Archive for January, 2008

07 Xi-Zhi Hao “Da Xue Shan – Dian Gu Yuan Cha” Arrived!

By Guang, 25 January, 2008, No Comment

Finally…! Finally the parcel of 07 XZH Da Xue Shan cakes arrived today! I am sure many of you who pre-ordered this cake are as anxious as I am for its arrival! Sorry for the delay. We have started packing and sending them to you this afternoon.

Thanks so much for your patience and trust in us,
Guang :)

Wuyi Yen Cha – 2007 Spring Bei Dou #1 – Part I

By Guang, 24 January, 2008, 5 Comments

Wuyi yen cha is a very tricky tea, and a very worthy one to explore. Even with the same tea, a slight change in water quality or temperature, using a different teapot or just a different tea cup, can result in a quite different taste/aroma, maybe better, maybe worse. But the reward when you make a nice cup of yen cha is totally bewitching.

Da Hong Pao, we all know it. Most of us have tried it. Some of you may have even visited the Tian Xin Yen cliff with the three big red letters “DA HONG PAO” carved on the wall and six “original” Da Hong Pao tea trees standing high and above. So, what if, I mean, if, the six super-protected and pampered tea trees could be not the original Da Hong Pao at all?

The story has to be started with the yen cha Maestro, Mr. Yao Yue-Ming (1931 ~ 2007). I received a book from a person who was elected as one of the twelve “Wuyi Yen Cha Da Hong Pao Heritage Inheritors” by Wuyi Shan City. The book was put together by Yao’s wife Mrs. Jing Tie-feng as a collection of thesis and articles by Mr. Yao.

On page 202 to 203, the book details Mr. Yao’s effort to rescue and identify Da Hong Pao since early 50s. According to Yao, Tien Xing Yen’s “Da Hong Pao” carving was done in 1927 under the request of monks to the local government,

in fear of the real Da Hong Pao trees would be randomly plucked and destroyed by tourists, so they carved Da Hong Pao on a higher cliff against other kind of tea trees. They are in fact “Chi Dan”, by no means the Da Hong Pao.

Yao started to search for the genuine Da Hong Pao since 50s. According to early research, the real Da Hong Pao could be in one of the three locations: (1) Bei Dou Feng (Feng means “peak”), and two sample cuttings were collected here naming Bei Dou #1 and Bei Dou #2, (2) Hou Yian Feng, (3) Tien Xin Yen (at a different location).

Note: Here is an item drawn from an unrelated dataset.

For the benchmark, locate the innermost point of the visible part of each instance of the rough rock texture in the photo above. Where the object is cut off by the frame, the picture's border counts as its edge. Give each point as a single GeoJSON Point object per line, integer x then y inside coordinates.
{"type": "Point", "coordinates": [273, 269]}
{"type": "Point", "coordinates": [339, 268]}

In 50s, his team collected samples from the three locations. All samples were lost during early stage of the Cultural Revolution, and he was forced to leave his tea research lab. In early 60s, he, then was assigned to be a rice farmer, re-visited the three places. The trees were all nearly dying. He tried to saved some cuttings from the tea trees of the three locations, and grew them secretly at his spare time on the rice farm.

In the same growing environment, he found the tea trees from the cuttings turn out to have the same characters. He named those survived tea trees, following his teacher’s early work in 40s, as Bei Dou #1. From those tea trees more cuttings were propagated and the tradition of Da Hong Pao thus luckily saved by one man’s courage and passion.

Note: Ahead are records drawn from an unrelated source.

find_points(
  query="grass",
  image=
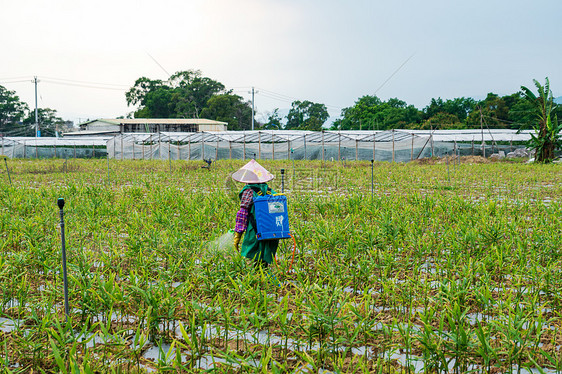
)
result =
(437, 271)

There are many “legends” around Da Hong Pao, and most are superstitious or simply exaggerating. The continuing effort by the monks’ request in 1927 to Yao’s courageously effort to identify and rescue the yen cha’s heritage is truly what we can call – a legend.

Guang

Review “The Beauty of Chinese Yixing Teapots” by Lim Kean Siew

By Guang, 22 January, 2008, 2 Comments

This book was received from a dear customer and friend as a gift when he visited me in Houston last November. To thank him for the kindness, the best thing I can do I guess is to review this book and let more people know this nice yixing book.

This book is currently sold out on Amazon.com. I remembered I came across this book quite a while ago on Amazon, and its price was something like $200! I asked the friend where did he get this book (ooopsss… I know it’s bad to ask where did my gift come from :lol: ), and he told me the bookstore in London: Han Shan Tang. According to him, the price was much reasonable than that from the almighty Amazon, but, again, it is out of stock there as well. So if you know any place to get this book, please feel to share with us.

A good tea book in English is hard to come by, and a good English book about yixing is hundreds times harder!

While I cannot say I agree every information or the author’s opinion in it, I like this book for (1) the photos of his collection are great, showing the details and displaying the beauty of each one of them, (2) information and opinions are clearly put forward (thanks to his lawyer background!), and his opinions are backed by his own independent thinking and experiments.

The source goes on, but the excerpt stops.